In my opinion Wenger is one of the greatest managers not just in the EPL but world football itself. He has had countless opportunities to manage elsewhere but his loyalty to Arsenal remained refreshingly strong.

Many people's favourite second team are the Gunners—their style, tactics and investment in youth are very much out of the FC Barcelona mould.

Their refusal to pay over the market value for players is admired from afar as they continue to run a successful business.

However their strength is also their weakness and a failure to compete financially with the top clubs have already resulted in the departures of Samir Nasri and Gael Clichy—but the loss of van Persie will be a bitter pill for Wenger to swallow.

The Dutch striker was probably the last chance for fans to see a Champions League or EPL title in the next five years. That's not to say it's totally out of the question, but it's going to be extremely difficult.

New signings Lukas Podolski and Olivier Giroud will take time to settle while the likes of Nicklas Bendtner, Gervinho and Marouane Chamakh aren't going to give defences too many sleepless nights.

For the first time in 14 years, Wenger faces not having an Arsenal icon to build the team around. Dennis Bergkamp, Ian Wright, Thierry Henry have all come and gone under the Wenger era—van Persie is the last.

So does Wenger continue to buy into the evolution theory?
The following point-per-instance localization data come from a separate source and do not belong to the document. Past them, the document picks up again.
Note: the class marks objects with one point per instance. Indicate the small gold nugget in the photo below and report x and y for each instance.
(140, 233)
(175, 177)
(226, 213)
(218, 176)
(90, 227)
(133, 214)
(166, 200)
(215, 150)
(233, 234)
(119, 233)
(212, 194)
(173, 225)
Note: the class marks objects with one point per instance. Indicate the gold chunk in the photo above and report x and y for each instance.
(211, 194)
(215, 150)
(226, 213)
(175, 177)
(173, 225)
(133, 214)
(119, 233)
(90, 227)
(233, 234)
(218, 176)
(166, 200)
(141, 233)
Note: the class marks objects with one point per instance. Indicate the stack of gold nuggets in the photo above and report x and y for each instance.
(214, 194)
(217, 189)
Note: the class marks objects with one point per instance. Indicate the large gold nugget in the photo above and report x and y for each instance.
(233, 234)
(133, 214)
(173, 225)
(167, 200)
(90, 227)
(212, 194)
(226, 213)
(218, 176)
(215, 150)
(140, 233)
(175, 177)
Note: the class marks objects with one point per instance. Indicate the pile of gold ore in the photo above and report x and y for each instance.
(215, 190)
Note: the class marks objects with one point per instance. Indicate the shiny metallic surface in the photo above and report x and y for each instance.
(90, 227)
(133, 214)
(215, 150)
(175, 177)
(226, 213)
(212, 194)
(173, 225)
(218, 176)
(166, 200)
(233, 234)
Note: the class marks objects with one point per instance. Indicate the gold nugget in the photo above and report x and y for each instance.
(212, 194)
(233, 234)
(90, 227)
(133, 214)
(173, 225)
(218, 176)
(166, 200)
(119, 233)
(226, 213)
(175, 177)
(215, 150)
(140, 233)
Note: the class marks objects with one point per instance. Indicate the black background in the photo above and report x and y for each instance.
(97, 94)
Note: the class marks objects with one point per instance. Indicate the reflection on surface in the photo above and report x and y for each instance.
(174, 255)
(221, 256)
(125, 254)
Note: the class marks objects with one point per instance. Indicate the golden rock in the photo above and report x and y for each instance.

The work in progress? The bright future?

My thoughts are that van Persie's imminent departure will be a watershed moment for Wenger.

At 62 years old, he's won everything in the EPL except that elusive Champions League.

There would be many suitors for Wenger and if this season is to be his last, there could be plenty of opportunities that would be hard to refuse.

With Laurent Blanc no longer the national manager, the France job will be an obvious favourite.

Tito Vilanova's first season with Barcelona may be his last should the Catalans fail to compete domestically and in Europe. Wenger could well be in the running there, whilst there is always speculation surrounding Jose Mourinho despite signing a new contract with Real Madrid.

Might even Sir Alex stepping down result in a call from Lancashire? Never say never!

Although half of north London are in mourning, the biggest departure could still be yet to come.